By day 7 I had given up looking through the crowd for possible homo contact and turned off my Gaydar. SharkBoy says there were at least two other couples on board that he could tell (I never saw them) and one lovely lad who was taking his mother on a trip (questionable at best but that just stank of a Tennessee Williams play). There was a bespectacled lesbian we sat with a couple times at breakfast (rainbow tattoos on her forearms!) but she refused to offer up anything other than “hello” and “see ya!”, but I expect she was painfully shy. The two guys spied at the top of the cruise still refused to make eye contact and I decided that they were on some sort of relationship rebuilding vacation after one of them admitted to a terrible admission to sex addiction.

Not that I wanted to be on a gay cruise. If I wanted to be surrounded by my own I would have booked an all exclusive vacation but to tell the truth, I have no desire to run with my own. Sorry StevieB, but I’m what The Advocate calls “Self Hating”. After years of working in a bar I can’t imagine an all gay vacation let alone being trapped on a boat for any amount of time with rainbow beaded, whistle blowing, Aussie Bum wearing party queens. Sure I’ve travelled en mass with other gays and have even done Gay Days twice at Disney World but, for me, to “travel gay” is like living in the gay village – ghetto gets you nowhere. You really need to get out there to experience other things. That being said, I was missing a bit of the old catty banter that comes with a fruity drink in your hand and a good gay by your side. Especially since we were in such a ripe environment for ridicule.

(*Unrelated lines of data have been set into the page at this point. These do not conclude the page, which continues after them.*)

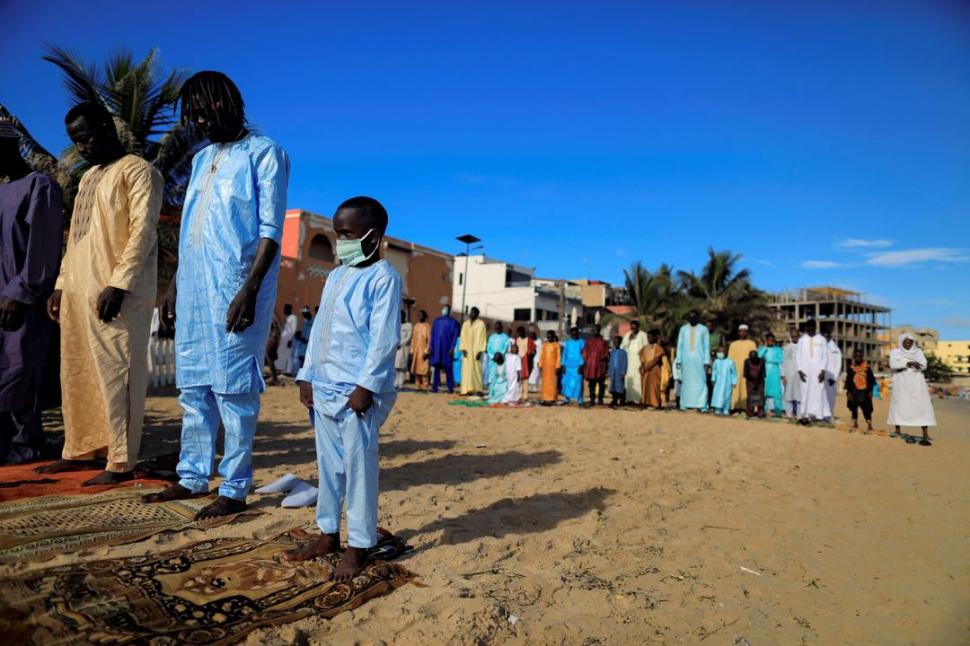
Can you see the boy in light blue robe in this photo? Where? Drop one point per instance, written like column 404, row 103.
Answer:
column 498, row 384
column 773, row 357
column 347, row 383
column 232, row 223
column 724, row 375
column 572, row 367
column 692, row 359
column 497, row 343
column 617, row 373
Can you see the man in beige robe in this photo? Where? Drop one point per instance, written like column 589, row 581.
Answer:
column 738, row 351
column 421, row 351
column 103, row 300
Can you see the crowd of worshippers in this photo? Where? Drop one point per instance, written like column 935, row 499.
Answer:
column 97, row 288
column 798, row 380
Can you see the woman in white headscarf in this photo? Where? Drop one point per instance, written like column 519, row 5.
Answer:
column 910, row 404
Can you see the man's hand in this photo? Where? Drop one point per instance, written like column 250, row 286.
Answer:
column 11, row 314
column 360, row 400
column 306, row 393
column 54, row 306
column 168, row 305
column 109, row 303
column 242, row 311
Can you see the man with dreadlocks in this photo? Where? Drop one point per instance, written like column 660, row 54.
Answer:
column 221, row 301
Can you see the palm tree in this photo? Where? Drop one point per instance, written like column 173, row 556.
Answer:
column 658, row 301
column 724, row 294
column 142, row 99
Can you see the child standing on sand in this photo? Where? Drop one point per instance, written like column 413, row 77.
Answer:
column 723, row 375
column 513, row 370
column 347, row 382
column 617, row 373
column 497, row 382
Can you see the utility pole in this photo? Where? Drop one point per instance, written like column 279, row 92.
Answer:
column 469, row 240
column 562, row 308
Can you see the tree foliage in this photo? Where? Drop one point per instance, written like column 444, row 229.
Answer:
column 722, row 294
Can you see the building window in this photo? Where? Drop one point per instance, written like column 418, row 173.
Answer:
column 321, row 249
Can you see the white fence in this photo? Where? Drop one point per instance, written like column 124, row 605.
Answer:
column 161, row 361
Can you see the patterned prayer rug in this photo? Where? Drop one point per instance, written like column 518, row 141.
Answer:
column 35, row 529
column 210, row 592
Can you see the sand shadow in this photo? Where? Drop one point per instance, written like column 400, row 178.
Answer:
column 512, row 516
column 463, row 468
column 397, row 448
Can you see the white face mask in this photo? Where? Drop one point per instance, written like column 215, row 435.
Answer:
column 351, row 252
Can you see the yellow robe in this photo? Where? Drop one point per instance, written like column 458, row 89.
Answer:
column 104, row 366
column 420, row 348
column 549, row 363
column 473, row 341
column 738, row 351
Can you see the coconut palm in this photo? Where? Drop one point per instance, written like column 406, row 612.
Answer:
column 724, row 294
column 142, row 99
column 658, row 301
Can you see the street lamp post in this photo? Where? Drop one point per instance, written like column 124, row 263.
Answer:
column 469, row 240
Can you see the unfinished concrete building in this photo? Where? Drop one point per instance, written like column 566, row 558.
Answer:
column 854, row 322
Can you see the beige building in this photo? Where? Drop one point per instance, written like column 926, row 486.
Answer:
column 856, row 324
column 955, row 354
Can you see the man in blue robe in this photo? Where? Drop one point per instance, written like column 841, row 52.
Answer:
column 444, row 334
column 31, row 236
column 498, row 342
column 693, row 358
column 348, row 383
column 232, row 223
column 572, row 367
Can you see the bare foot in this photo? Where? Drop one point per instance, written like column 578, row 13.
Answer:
column 172, row 492
column 323, row 544
column 221, row 506
column 350, row 565
column 109, row 477
column 63, row 466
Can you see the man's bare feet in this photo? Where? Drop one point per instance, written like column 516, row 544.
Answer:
column 63, row 466
column 350, row 565
column 109, row 477
column 320, row 546
column 221, row 506
column 172, row 492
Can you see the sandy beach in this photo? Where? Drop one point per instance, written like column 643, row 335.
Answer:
column 567, row 526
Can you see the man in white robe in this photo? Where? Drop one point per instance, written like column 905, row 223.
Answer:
column 813, row 361
column 789, row 375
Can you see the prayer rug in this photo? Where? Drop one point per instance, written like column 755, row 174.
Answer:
column 209, row 592
column 18, row 481
column 36, row 529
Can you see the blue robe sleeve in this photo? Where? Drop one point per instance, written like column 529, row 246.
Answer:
column 272, row 176
column 42, row 256
column 385, row 333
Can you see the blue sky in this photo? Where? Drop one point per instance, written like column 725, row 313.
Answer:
column 826, row 141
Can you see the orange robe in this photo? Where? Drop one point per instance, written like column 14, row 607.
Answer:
column 650, row 369
column 549, row 362
column 420, row 348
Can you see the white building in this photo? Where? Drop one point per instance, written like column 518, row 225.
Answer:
column 512, row 294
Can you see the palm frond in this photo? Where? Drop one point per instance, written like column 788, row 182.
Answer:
column 82, row 81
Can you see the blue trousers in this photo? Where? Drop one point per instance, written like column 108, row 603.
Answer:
column 203, row 410
column 449, row 377
column 348, row 464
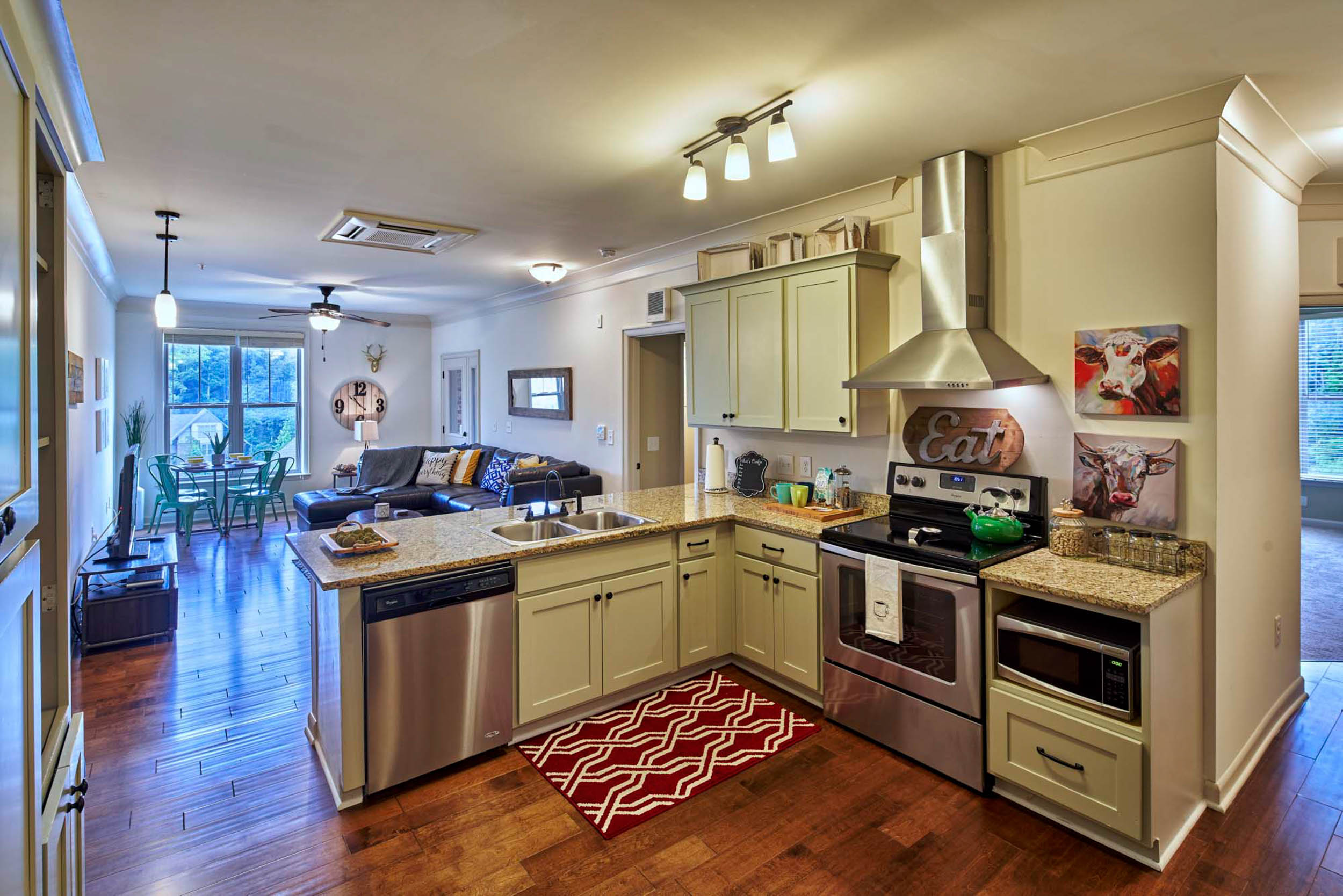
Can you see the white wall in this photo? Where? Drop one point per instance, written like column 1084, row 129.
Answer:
column 402, row 375
column 90, row 332
column 1259, row 550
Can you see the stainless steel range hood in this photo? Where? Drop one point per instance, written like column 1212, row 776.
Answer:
column 955, row 350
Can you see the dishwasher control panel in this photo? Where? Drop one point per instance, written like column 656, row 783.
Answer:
column 410, row 596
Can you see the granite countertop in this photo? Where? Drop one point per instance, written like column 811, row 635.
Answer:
column 1089, row 581
column 452, row 540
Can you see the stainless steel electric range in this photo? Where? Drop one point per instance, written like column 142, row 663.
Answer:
column 923, row 696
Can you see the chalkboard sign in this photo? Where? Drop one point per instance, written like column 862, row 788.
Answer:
column 748, row 480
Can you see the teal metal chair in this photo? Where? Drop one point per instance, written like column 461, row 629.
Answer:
column 183, row 503
column 266, row 495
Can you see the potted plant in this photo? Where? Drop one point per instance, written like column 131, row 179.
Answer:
column 218, row 445
column 136, row 422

As we left Antigua (after the Prickly Pear Island) SharkBoy and I were up on the top deck watching the boat leave the island. SharkBoy says “This is a really good vacation, considering.” I know he means that despite the uncooth masses, he (we!) were having a good time. And I thought to myself “It is. A bit lacking in the gay companionship department…”

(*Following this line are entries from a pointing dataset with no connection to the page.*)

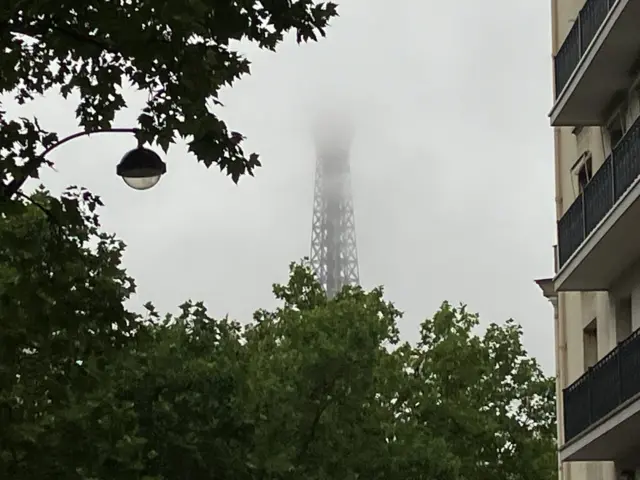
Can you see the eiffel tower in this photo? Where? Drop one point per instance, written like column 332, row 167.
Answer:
column 334, row 256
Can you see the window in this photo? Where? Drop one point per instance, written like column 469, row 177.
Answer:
column 616, row 129
column 590, row 344
column 623, row 318
column 583, row 170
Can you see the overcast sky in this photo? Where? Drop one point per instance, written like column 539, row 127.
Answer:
column 452, row 168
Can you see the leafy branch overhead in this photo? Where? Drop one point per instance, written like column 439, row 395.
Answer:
column 180, row 52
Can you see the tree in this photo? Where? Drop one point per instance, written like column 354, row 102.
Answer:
column 488, row 399
column 317, row 388
column 181, row 53
column 62, row 317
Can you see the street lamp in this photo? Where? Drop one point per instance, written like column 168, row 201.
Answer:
column 141, row 168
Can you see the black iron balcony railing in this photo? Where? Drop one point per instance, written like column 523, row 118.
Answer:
column 607, row 385
column 591, row 16
column 610, row 181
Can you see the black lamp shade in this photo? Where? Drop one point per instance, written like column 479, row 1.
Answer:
column 141, row 163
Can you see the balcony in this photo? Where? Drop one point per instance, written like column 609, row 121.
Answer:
column 599, row 234
column 602, row 409
column 595, row 61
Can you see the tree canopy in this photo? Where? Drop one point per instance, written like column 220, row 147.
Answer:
column 181, row 53
column 317, row 388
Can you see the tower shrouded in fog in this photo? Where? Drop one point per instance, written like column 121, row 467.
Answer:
column 334, row 256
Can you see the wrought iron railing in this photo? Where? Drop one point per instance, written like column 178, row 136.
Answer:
column 604, row 387
column 589, row 20
column 610, row 181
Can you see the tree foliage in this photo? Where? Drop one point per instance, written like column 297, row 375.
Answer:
column 317, row 388
column 181, row 53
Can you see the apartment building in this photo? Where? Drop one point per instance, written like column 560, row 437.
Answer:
column 596, row 287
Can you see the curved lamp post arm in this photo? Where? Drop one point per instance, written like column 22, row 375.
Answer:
column 32, row 165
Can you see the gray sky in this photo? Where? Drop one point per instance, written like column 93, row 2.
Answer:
column 452, row 168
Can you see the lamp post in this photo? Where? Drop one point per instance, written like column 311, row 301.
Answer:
column 140, row 168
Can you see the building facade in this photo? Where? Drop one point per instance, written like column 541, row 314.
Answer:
column 596, row 287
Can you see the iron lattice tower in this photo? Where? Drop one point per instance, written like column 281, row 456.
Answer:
column 334, row 256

Suddenly a crew member came and stood beside us at the railing. We started to talk and within moments he revealed that he had a boyfriend on another ship within the fleet and that they were considering moving their home to Toronto. We spend a very long time talking as the ship sailed out and he told us a lot of stories which I will not repeat here to keep his anonymity. Not that he was shy about his status and his partner, he offered first, but I’m not one to leave trails of career shattering evidence all over the internet. He had us fascinated and laughing at the same time with stories of ship operations and shenanigans. It was a nice gay island in the vacation of gaylessness.